2. Uncompromising SQL Security Verification

Because target SQL query blocks are generated by an LLM, the system implements proactive filtering checks before execution. This prevents accidental data loss or unauthorized modifications.

Pre-Execution Scrubbing Flow

Before handing queries to the database driver, strings pass through regex filters: - Mandatory Read Pattern: Requires queries to begin with standard read prefixes (SELECT, WITH). - Destructive Command Verification: Scans query blocks for write/schema operations (DROP, DELETE, UPDATE, INSERT, ALTER, TRUNCATE, GRANT).

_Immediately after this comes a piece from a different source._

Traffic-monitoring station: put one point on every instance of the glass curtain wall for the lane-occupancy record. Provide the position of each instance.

If detected, execution halts immediately and returns a specific security warning payload.


3. Query Execution & DataFrame Translation

To maximize efficiency, the execution layer avoids instantiating large collections of intermediate ORM objects. Instead, query result buffers map directly to memory formats:

def run_query_and_return_df(connection_string: str, query: str) -> Optional[pd.DataFrame]:
    """Executes validated string operations, outputting parsed DataFrame tables."""
    # Internal driver interaction bypasses standard object mappings
    # to load read records natively.
    ...

Automatic Data Formatting

Once loaded into DataFrames, numeric metrics, timestamp strings, and missing attributes are converted to standard JSON-compatible types before serializing to downstream client endpoints.